The dispute between the three countries revolves around the construction of the $5billion Grand Ethiopian Renaissance Dam (GERD) on the Nile River.

Last February, US-sponsored trilateral talks between Ethiopia, Egypt, and Sudan were stalled after Ethiopia withdrew accusing the US treasury department of siding with Egypt instead of mediating.

Tensions have escalated ever since with Egypt launching a massive diplomatic blitzkrieg. It has even threatened to use force, against Ethiopia, which contributes to 86% of the waters of the Blue Nile, the main tributary of the main Nile River.

“Ethiopia has not made use of the Nile waters and there should not any qualms when it begins to use it,’ says Mufti Hajji Omar Idris at a press briefing along with other religious scholars.

Omar a revered figure in Ethiopia said his country was not denying waters to Sudan and Egypt. “Ethiopians are trying to use waters Abbay (Ethiopian name for the Blue Nile) reasonably and equitably,” he said.

Ethiopia, a country with more than 110 million population is the second-most populous country in Africa after Nigeria. It also has a 35% Muslim population, the largest in Sub-Sahara Africa in terms of numbers.

“Egypt should not stick to a stand of using the water of Nile alone,” he said. Omar said that it only sounds a hegemonic attitude, not supported by Sharia.

“The Ethiopian people have a human, religious, legal and natural right to utilize and develop their natural resource given to them by Allah,” a statement issued by the EIASC said.

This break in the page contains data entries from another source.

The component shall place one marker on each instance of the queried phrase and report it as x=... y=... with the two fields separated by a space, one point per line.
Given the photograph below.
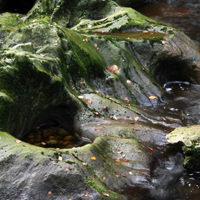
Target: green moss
x=86 y=61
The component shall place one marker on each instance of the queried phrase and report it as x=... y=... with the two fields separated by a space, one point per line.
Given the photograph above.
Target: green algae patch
x=189 y=138
x=122 y=19
x=9 y=21
x=85 y=62
x=133 y=35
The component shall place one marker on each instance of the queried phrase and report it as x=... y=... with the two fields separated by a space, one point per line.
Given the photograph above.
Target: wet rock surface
x=98 y=89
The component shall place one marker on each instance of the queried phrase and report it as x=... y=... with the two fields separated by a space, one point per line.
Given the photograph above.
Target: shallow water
x=133 y=34
x=170 y=181
x=180 y=17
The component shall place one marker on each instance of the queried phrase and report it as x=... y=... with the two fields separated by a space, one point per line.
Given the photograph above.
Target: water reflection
x=183 y=18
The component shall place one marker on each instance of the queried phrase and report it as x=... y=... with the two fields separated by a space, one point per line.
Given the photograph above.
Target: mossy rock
x=189 y=138
x=50 y=74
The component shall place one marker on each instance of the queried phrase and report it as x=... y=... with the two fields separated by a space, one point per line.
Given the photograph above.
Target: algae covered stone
x=189 y=137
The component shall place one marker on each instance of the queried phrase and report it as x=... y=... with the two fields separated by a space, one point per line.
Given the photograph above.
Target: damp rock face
x=56 y=71
x=188 y=138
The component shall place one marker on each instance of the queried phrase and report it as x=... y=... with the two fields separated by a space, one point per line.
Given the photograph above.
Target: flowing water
x=181 y=101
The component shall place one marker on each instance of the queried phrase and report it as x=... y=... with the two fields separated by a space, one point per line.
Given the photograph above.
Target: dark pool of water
x=170 y=181
x=180 y=17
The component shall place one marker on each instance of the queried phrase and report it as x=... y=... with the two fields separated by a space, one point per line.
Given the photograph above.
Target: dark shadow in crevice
x=174 y=68
x=54 y=128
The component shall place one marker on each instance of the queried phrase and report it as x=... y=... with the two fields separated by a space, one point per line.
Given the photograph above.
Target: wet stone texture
x=188 y=138
x=77 y=105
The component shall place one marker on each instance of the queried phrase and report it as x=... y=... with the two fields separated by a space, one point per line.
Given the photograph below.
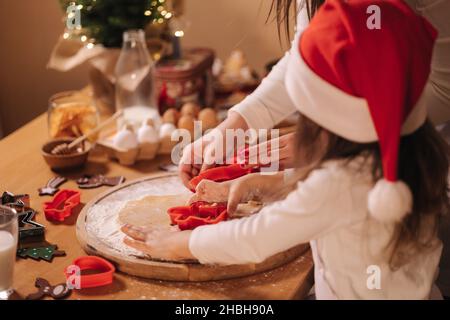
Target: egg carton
x=145 y=151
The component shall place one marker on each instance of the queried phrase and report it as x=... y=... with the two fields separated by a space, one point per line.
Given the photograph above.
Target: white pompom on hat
x=366 y=84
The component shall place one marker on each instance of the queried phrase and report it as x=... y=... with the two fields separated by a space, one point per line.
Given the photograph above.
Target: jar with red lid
x=188 y=79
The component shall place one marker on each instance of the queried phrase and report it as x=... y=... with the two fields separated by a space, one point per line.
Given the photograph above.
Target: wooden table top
x=23 y=170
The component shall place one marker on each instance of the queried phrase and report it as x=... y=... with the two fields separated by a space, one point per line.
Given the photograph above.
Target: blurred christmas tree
x=104 y=21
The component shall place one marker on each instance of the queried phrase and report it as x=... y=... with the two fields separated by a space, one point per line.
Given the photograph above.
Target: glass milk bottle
x=134 y=81
x=9 y=232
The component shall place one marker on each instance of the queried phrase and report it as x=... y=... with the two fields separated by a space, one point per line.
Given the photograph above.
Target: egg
x=125 y=139
x=147 y=134
x=190 y=109
x=186 y=122
x=208 y=117
x=172 y=115
x=167 y=129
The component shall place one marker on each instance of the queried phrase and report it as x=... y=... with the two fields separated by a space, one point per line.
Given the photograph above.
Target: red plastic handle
x=220 y=174
x=104 y=276
x=198 y=214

“Despite the longstanding economic, social and religious ties between Egypt and Ethiopia, Egypt’s monopolistic view on the usage of the Nile waters has deadlocked the negotiations to its current deadlock,” the statement said.

The statement asked Egyptian and Sudanese governments and religious leaders to be that Muslims or Orthodox Christians, to make efforts to revive negotiations between the three countries to find a peaceful resolution of Nile River waters based on justice.